After the woman threatened legal action, Facewatch thoroughly investigated the record. The woman was added to her watch list when she was found to have had an incident involving £20 (about $25) of merchandise 10 months ago. The system “worked perfectly,” Facewatch said.

But while technology accurately identified women, it left less room for human discretion. Neither Facewatch nor the store where the incident occurred informed her that she was on her watch list and did not contact her to ask what had happened.

The woman said she had no recollection of the incident and had never shoplifted. She said she may have walked out without realizing she hadn’t completed her debit card payment at the self-checkout kiosk.

Madeleine Stone, legal and policy director at Big Brother Watch, said Facewatch “standardizes airport-style security checks on everyday activities like buying a pint of milk.”

Gordon declined to comment on the Bristol incident.

In general, “Mistakes are rare, but mistakes do happen,” he said. “If something like this happens, we will admit our mistake, apologize, delete the relevant data to prevent it from happening again, and provide commensurate compensation,” he added.

Civil liberties groups have expressed concerns about facewatches, saying their introduction to combat misdemeanors is illegal under UK privacy law, which requires biometric technology to have a “significant public interest” suggested that it could be

The UK Information Commissioner’s Office, a privacy regulator, has conducted a year-long investigation into Facewatch.The agency said in March that Facewatch’s system permissible under the lawbut only after the company makes changes to the way it operates.

The agency’s deputy director of regulatory oversight, Stephen Bonner, said in an interview that the investigation led Facewatch to change its policy, adding more signage in stores and only posting information about serious and violent offenders between stores. will only share and issue warnings on: repeat offender.
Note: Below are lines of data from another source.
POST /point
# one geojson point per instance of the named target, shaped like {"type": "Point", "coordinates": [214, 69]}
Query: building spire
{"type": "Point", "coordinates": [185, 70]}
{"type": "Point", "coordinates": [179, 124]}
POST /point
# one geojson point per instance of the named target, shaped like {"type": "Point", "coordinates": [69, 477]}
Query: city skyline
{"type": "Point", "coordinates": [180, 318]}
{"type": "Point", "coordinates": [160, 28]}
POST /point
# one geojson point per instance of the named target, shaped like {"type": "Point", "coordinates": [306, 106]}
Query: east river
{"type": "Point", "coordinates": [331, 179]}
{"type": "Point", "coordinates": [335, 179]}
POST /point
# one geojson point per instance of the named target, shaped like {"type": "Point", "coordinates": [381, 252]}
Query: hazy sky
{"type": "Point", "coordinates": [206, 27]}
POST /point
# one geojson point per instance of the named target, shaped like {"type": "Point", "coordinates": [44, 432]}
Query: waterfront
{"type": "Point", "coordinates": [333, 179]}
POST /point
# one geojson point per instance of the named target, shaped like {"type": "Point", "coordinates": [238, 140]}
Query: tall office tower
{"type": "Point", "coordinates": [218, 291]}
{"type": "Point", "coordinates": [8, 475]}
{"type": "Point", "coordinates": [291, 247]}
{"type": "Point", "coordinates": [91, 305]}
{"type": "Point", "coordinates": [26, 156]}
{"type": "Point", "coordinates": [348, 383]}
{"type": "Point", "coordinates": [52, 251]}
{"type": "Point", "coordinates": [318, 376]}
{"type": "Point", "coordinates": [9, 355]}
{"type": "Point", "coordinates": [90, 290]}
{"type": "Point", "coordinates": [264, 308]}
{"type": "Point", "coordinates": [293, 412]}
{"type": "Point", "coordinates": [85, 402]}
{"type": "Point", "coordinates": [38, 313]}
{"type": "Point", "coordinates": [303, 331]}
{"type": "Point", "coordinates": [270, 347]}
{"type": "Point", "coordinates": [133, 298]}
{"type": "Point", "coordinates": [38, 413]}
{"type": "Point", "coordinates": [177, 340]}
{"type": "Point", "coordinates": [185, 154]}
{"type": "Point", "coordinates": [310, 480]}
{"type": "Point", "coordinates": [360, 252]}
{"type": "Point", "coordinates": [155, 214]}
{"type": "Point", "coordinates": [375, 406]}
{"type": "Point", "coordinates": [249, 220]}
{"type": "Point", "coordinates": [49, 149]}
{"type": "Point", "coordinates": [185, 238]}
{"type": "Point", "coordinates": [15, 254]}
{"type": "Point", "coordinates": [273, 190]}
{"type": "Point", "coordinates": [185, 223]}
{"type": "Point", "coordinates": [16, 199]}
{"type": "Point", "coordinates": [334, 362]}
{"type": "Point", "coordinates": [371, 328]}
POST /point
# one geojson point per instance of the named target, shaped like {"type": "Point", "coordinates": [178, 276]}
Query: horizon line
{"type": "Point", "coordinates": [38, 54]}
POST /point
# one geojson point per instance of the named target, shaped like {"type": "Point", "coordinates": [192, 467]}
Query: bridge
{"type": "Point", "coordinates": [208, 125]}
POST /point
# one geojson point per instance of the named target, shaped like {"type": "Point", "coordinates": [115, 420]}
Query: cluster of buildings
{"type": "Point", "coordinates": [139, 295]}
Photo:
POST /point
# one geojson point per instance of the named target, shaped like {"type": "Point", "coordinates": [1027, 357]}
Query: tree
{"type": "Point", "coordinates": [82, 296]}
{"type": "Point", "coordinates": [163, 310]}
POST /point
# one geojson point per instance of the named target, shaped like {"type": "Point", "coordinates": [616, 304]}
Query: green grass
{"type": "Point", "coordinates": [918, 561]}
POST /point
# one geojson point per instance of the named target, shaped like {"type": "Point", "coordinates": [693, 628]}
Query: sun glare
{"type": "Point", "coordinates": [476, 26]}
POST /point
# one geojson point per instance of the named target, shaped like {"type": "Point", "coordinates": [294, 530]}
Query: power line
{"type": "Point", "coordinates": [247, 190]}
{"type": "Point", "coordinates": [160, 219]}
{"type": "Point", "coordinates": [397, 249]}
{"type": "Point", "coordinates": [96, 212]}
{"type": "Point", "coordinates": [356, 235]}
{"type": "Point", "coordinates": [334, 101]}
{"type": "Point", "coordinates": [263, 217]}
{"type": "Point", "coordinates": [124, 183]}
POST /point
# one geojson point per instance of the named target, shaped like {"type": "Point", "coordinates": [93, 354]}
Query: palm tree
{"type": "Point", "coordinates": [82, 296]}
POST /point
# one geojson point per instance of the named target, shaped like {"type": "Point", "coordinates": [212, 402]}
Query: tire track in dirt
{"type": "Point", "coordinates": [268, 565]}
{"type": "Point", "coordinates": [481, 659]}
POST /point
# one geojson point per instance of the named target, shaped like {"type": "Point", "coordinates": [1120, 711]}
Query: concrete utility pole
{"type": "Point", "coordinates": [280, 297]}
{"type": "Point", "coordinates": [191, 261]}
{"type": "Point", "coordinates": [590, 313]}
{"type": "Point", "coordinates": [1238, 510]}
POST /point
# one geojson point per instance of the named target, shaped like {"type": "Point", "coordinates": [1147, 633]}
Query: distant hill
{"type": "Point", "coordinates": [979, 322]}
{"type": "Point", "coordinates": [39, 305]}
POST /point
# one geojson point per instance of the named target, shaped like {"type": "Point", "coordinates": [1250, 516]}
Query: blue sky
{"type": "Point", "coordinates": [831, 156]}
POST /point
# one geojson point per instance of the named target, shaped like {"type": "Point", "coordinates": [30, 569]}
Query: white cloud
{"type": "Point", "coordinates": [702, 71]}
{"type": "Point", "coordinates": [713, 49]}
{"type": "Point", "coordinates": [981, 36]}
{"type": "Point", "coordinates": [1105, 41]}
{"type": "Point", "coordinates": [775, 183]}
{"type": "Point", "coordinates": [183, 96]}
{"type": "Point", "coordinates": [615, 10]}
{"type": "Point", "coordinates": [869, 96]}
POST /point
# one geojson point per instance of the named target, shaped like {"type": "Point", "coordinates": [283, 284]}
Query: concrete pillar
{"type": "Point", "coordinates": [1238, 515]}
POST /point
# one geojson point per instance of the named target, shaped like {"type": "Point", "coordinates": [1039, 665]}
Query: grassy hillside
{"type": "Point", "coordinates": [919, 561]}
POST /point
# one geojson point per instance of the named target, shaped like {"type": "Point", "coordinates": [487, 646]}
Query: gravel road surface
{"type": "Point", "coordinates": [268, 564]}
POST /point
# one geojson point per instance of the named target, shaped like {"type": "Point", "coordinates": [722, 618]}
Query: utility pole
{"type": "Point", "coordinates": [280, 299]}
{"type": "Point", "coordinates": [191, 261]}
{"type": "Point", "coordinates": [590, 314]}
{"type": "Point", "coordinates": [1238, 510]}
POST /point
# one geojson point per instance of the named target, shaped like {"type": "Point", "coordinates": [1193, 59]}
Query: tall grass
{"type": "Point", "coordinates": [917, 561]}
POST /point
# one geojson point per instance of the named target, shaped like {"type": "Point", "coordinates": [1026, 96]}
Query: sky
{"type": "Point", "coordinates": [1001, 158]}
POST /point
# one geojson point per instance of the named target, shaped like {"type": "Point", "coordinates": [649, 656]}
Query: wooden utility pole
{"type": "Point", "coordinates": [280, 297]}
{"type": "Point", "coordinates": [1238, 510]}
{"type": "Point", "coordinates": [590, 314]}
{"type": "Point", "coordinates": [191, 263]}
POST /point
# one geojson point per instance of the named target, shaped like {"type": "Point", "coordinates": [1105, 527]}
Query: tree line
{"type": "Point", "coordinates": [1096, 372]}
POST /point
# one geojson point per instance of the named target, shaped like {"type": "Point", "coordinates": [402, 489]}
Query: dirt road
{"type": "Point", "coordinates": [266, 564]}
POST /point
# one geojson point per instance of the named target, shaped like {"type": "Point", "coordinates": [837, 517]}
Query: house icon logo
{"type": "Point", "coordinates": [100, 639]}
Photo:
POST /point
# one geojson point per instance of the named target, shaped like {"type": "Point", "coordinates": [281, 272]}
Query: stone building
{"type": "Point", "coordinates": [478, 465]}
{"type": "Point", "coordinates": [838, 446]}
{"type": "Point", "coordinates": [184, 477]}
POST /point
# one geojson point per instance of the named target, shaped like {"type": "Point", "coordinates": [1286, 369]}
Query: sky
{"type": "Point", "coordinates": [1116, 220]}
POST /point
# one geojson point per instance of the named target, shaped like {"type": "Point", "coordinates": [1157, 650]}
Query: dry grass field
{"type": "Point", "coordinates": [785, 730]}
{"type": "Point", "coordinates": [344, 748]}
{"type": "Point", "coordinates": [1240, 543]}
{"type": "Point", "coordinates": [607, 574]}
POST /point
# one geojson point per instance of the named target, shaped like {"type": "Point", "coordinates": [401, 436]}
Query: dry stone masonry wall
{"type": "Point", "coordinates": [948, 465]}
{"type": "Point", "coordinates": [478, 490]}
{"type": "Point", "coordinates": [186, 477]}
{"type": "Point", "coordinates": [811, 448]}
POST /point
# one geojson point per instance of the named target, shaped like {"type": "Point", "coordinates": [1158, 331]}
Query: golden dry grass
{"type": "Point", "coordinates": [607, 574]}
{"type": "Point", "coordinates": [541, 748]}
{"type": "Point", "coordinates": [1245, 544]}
That means you won’t be put on a watch list for a single misdemeanor like the woman in Bristol.

“This reduces the amount of personal data that is retained, reduces the likelihood of individuals being added to these types of lists unjustly, and increases the likelihood that the list will be accurate,” Bonner said. He said the technology is “no different than having very good security guards.”

Liam Ardern, operations manager at Lawrence Hunt, which owns 23 Spar convenience stores that use Facewatch, estimates the technology has saved the company more than £50,000 since 2020.

He argued that facial recognition’s privacy risks were exaggerated. The only misidentification he remembers was when a man mistook him for his identical twin who had shoplifted. Critics overlook that shops like his operate on thin margins, he said.

“It’s easy for them to say, ‘No, that’s against human rights,'” Ardern said. If shoplifting continues, stores will have to raise prices or cut staff, he said.